I didn't want her to be dumb. But sometimes she felt too naive to be realistic-- or maybe just too naive for me to like her tons. Or maybe I was underestimating her.

I think the book was beautifully written, and beautifully bizarre. I also think it was too long. I got restless somewhere in the middle, and I don't think it was just wanting to get out of the horrible brightness and ice and snow. I think I was legitimately bored.

I lovedlovedloved Sym's relationship with Captain Oates. What a magnificent and refreshing twist that was. Completely believable and understandable, in my opinion.

(And I also thought Uncle Victor was a molester at the beginning. What a creepoid he was, ugh.)

So, to sum up my reaction in one word: ambivalence. But I'm glad I read it, and I'd like to read more of her stuff. That lady can write. If anyone can recommend anything in particular, please let me know!

Julie said...

I really enjoyed reading this book, although I didn't always like it, as both Kristin and Amanda have indicated. You both described Sym perfectly - sometimes she seemed way too naive or oblivious - she was a little slow picking up on the whole blowing up the plane/drugging everyone's tea, too. (And the fact that Victor stole her mom's passport didn't make her seek out the police immediately - what the heck.) Yet she didn't appear to be blindly believing in Victor, either, so I never got the sense that she was blinded by affection or hero worship. I also thought Victor was almost too crazy to be taken as a threat - when the whole hollow sphere thing came out I was like, come on, really? Especially when we find out he was experimenting on Sym when she was little - the nuttiness of the hollow sphere undercut Victor as a villain for me, although there's no denying the damage he did.

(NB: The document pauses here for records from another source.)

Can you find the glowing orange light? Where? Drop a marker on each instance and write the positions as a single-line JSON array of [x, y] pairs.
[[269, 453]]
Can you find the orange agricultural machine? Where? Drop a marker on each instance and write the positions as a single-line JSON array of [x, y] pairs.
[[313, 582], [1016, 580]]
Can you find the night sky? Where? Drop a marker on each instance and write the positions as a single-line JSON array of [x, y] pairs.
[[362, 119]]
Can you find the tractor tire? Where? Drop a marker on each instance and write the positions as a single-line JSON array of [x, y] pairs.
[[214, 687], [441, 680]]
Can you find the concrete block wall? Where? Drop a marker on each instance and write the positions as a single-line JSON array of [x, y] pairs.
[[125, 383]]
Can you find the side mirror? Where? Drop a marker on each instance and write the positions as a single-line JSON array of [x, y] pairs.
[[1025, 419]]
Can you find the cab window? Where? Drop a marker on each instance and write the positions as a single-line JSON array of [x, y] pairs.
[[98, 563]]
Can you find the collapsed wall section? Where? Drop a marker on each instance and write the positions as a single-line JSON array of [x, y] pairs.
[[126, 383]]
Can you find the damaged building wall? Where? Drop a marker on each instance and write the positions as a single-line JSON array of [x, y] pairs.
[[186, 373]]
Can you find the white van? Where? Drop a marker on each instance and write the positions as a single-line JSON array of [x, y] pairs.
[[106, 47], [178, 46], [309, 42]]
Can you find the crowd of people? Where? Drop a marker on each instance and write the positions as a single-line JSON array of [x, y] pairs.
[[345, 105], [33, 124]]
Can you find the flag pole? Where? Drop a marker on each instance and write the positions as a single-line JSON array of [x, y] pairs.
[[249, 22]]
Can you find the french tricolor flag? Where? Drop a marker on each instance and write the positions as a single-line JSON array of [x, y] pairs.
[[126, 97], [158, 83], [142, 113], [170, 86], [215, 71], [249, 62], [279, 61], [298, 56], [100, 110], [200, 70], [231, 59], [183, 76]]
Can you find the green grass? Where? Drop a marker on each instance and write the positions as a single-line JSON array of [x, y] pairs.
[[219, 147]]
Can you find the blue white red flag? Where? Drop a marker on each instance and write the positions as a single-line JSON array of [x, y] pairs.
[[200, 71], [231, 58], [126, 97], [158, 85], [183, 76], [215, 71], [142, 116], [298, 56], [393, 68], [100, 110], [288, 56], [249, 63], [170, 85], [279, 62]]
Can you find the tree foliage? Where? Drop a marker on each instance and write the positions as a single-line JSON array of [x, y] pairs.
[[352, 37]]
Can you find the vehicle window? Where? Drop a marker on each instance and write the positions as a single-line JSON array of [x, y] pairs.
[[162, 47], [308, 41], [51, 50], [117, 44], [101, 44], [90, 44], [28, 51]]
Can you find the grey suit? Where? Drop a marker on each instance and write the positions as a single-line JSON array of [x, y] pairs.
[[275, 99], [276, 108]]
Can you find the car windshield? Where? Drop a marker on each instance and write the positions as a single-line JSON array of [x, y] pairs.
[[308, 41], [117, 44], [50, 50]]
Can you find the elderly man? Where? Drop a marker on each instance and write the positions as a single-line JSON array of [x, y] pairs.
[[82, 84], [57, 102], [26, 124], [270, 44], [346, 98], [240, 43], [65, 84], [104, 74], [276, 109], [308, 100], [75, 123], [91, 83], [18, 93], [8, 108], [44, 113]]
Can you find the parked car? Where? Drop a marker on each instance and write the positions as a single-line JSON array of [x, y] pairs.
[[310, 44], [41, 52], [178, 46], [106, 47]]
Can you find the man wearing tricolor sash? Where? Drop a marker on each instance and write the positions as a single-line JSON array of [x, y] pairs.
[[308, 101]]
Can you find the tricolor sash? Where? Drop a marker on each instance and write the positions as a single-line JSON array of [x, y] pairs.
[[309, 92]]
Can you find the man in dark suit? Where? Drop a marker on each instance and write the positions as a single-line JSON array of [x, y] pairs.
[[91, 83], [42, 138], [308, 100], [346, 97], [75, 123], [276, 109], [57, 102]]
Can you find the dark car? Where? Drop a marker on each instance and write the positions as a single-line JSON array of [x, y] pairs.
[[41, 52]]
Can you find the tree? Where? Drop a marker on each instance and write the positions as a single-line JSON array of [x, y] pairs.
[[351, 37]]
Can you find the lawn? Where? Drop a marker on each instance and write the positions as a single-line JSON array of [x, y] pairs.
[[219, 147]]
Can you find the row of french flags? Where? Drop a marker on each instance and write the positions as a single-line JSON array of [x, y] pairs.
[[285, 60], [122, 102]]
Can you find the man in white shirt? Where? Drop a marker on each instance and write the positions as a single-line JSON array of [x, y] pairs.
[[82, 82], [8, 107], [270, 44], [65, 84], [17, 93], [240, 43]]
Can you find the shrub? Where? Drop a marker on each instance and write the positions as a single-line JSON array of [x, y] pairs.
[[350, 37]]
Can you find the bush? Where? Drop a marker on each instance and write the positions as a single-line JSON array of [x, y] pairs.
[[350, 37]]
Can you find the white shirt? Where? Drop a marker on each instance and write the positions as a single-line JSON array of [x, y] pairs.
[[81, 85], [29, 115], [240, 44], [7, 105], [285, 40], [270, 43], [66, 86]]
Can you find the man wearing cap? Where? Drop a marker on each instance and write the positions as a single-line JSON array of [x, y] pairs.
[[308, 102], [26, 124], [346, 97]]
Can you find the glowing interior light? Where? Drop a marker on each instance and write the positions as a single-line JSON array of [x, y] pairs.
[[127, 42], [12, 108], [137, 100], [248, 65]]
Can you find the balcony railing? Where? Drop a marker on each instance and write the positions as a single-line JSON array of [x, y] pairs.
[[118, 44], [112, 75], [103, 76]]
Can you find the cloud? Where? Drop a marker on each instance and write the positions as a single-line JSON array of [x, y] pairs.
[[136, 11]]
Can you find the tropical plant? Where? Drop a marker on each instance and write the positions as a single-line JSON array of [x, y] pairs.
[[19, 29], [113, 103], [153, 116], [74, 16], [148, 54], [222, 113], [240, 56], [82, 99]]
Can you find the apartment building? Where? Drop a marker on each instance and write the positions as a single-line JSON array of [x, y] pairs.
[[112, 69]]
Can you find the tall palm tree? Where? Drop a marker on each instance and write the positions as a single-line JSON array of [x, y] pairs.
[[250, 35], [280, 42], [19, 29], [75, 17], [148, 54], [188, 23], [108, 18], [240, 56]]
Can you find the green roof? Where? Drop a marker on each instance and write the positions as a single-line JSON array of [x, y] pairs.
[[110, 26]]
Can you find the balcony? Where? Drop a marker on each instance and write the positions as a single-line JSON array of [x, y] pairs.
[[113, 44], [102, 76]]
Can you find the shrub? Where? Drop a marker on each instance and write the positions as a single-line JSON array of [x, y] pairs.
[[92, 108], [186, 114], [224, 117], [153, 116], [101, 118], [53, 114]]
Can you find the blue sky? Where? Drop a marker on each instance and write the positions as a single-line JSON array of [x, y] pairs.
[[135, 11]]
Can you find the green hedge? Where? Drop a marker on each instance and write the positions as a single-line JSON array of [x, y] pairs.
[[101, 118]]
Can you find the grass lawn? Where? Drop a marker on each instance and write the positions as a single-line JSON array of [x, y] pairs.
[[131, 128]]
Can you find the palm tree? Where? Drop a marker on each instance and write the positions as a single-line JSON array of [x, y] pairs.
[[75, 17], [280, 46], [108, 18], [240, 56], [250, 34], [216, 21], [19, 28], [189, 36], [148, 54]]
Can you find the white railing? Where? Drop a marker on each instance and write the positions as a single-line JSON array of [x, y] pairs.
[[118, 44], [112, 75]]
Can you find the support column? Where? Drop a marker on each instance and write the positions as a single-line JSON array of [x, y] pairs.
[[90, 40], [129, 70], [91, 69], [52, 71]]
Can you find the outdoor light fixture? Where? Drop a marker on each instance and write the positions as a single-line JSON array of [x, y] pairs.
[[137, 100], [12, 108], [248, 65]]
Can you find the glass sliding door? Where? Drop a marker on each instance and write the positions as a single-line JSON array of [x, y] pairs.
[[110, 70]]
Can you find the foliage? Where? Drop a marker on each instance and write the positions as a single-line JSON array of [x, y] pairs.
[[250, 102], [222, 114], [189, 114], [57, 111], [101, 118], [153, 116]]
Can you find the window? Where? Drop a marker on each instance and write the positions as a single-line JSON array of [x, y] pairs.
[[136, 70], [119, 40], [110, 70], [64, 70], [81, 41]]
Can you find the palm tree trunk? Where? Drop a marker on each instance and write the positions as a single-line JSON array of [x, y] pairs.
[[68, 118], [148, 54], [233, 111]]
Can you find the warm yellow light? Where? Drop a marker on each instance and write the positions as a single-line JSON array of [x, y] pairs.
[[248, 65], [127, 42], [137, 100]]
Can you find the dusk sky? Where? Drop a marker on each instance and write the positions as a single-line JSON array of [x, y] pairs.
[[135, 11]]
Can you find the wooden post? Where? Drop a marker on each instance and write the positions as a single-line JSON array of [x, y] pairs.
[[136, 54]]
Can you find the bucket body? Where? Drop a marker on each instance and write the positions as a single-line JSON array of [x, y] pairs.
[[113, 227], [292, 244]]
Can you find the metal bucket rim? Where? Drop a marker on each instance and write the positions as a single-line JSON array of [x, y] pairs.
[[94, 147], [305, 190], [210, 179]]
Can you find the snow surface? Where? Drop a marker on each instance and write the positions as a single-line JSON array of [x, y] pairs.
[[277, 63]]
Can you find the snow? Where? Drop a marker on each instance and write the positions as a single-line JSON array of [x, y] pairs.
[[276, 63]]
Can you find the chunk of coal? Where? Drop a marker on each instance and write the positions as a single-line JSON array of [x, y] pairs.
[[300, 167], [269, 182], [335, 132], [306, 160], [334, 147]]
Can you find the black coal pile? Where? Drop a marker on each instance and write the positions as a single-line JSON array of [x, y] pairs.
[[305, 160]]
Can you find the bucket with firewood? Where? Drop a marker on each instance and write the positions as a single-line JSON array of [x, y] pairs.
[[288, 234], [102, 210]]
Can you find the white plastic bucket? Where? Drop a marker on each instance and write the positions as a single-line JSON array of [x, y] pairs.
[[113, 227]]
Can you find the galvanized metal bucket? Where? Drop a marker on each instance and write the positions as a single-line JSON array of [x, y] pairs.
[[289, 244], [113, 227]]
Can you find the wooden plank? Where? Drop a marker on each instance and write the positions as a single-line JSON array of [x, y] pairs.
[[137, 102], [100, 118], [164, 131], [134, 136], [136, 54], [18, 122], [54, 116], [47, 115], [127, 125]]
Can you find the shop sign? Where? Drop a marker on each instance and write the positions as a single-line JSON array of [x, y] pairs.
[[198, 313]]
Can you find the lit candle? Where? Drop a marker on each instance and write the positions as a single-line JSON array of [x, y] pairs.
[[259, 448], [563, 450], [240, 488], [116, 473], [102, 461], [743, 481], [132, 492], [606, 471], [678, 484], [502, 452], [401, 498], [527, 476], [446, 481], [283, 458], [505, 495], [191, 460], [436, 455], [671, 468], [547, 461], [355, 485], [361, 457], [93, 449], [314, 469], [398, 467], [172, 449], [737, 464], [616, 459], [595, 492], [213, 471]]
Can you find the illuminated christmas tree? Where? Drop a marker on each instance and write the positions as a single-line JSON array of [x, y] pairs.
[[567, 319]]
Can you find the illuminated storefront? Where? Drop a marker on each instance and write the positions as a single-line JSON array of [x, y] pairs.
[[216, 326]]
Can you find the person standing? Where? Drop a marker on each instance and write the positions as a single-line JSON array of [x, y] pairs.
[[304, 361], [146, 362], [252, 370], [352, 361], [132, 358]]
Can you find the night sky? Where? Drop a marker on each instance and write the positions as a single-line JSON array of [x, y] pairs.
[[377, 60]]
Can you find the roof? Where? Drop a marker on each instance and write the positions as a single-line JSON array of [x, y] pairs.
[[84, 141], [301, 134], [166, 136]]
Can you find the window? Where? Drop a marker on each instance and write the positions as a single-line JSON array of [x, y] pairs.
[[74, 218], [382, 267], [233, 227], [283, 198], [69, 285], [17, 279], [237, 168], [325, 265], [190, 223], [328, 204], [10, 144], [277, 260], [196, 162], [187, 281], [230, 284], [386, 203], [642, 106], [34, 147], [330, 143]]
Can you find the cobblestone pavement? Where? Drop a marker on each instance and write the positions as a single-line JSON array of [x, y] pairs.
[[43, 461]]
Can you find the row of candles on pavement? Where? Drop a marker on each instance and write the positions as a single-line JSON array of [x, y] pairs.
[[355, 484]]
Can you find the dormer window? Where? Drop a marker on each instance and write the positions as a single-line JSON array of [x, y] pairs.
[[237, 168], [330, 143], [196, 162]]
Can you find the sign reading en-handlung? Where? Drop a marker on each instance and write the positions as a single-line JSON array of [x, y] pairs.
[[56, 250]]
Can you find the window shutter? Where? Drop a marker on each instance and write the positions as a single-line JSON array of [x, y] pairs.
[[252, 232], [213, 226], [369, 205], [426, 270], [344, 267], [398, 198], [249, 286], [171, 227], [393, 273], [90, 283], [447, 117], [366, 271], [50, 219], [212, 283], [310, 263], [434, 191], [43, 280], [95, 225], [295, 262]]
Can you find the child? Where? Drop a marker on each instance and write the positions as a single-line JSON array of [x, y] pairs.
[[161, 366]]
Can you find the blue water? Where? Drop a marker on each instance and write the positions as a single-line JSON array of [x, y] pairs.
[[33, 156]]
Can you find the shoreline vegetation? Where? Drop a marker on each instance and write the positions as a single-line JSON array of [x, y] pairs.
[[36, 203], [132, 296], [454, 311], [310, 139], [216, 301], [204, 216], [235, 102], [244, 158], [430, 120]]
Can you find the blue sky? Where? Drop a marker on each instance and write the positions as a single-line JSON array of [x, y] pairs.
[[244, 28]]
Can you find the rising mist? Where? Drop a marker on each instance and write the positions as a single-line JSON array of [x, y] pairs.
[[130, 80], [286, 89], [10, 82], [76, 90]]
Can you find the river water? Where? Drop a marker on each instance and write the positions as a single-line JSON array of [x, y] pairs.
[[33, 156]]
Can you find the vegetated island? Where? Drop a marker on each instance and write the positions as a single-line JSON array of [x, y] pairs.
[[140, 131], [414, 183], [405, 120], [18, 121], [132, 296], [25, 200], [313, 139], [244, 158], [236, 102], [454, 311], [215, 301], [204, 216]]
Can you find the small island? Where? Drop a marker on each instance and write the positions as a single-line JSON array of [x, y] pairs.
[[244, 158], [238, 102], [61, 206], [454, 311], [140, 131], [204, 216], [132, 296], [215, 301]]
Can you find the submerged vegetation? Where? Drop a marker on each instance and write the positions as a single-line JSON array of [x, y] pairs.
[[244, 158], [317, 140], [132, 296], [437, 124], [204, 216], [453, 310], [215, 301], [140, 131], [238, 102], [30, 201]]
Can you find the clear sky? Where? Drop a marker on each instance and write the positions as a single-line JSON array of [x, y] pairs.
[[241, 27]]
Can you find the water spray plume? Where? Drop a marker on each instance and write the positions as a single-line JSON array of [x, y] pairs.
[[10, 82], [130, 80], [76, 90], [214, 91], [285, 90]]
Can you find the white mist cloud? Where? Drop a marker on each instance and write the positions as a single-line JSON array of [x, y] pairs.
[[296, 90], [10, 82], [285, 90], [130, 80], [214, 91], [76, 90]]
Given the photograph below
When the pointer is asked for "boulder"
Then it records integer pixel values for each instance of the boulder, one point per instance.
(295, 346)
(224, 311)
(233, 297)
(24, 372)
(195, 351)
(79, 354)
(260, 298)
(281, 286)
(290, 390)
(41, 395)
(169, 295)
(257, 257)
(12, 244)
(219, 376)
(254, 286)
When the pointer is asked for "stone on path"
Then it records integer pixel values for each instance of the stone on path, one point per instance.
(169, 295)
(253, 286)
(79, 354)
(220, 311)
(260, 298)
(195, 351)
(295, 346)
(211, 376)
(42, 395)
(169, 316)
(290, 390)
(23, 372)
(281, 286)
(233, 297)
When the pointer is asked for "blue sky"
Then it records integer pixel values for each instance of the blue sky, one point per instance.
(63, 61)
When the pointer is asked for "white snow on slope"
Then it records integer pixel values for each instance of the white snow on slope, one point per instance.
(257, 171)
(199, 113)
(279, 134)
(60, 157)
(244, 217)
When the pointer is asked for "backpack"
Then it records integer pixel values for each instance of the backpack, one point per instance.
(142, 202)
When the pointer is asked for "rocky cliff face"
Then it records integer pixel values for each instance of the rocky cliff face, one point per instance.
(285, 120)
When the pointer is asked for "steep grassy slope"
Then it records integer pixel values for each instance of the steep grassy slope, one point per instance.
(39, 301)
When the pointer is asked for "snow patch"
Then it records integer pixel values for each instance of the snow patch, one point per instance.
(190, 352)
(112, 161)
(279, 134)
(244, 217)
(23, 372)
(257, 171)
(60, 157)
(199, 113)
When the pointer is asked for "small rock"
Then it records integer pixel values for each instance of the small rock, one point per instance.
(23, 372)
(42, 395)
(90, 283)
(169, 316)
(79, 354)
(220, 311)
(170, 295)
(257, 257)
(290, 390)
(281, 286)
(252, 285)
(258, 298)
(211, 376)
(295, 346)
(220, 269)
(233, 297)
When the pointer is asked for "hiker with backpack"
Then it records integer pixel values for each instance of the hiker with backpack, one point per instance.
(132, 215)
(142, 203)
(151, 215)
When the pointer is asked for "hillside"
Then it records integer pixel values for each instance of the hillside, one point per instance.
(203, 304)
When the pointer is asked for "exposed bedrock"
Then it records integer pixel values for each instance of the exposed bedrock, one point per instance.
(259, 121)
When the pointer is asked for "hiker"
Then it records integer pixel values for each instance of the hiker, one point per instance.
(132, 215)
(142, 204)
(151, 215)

The writing was amazing throughout - I had to put it down several times because I was too caught up in the expansive claustrophobia of Antarctica. I couldn't believe in the author afterward that she's never actually been to Antarctica.

So in the end I'm glad I read it - the images of the cold still get to me (perhaps an effect of subzero temps where I live - yuck). I also loved the Sym/Oates relationship - that was by far my favorite part. It was handled perfectly - believable and intriguing without making Sym seem like she was losing a grip on reality, which is how it might sound if you were describing it to someone. It was a great way to explore Sym's wounds and the ways she was healing.

kristin said...

Julie, you verbalized my feelings about the Sym/Oates relationship, too, and you helped me to realize that whatever fondness I developed for Sym came from the humanity she showed in that relationship. I couldn't help liking Sym-- even though she frustrated me-- because I liked that she liked Oates; and I liked that Oates liked her and helped her; and I liked Oates, period, both as a person and a concept. I also understood the type of loneliness that causes someone to create that kind of friend. I really loved the Oates thing!

Jess said...

I agree about the quality of the writing and Sym's relationship with Oates (so well done!). I ALSO felt frustrated...both with Sym and how slowly the book seemed to move in the middle. It took me a long time to get through this one, but there were definitely things I liked about it.

Marie Abigail said...

What had happen to Sigurd and Sym toards the end when they were by the fire?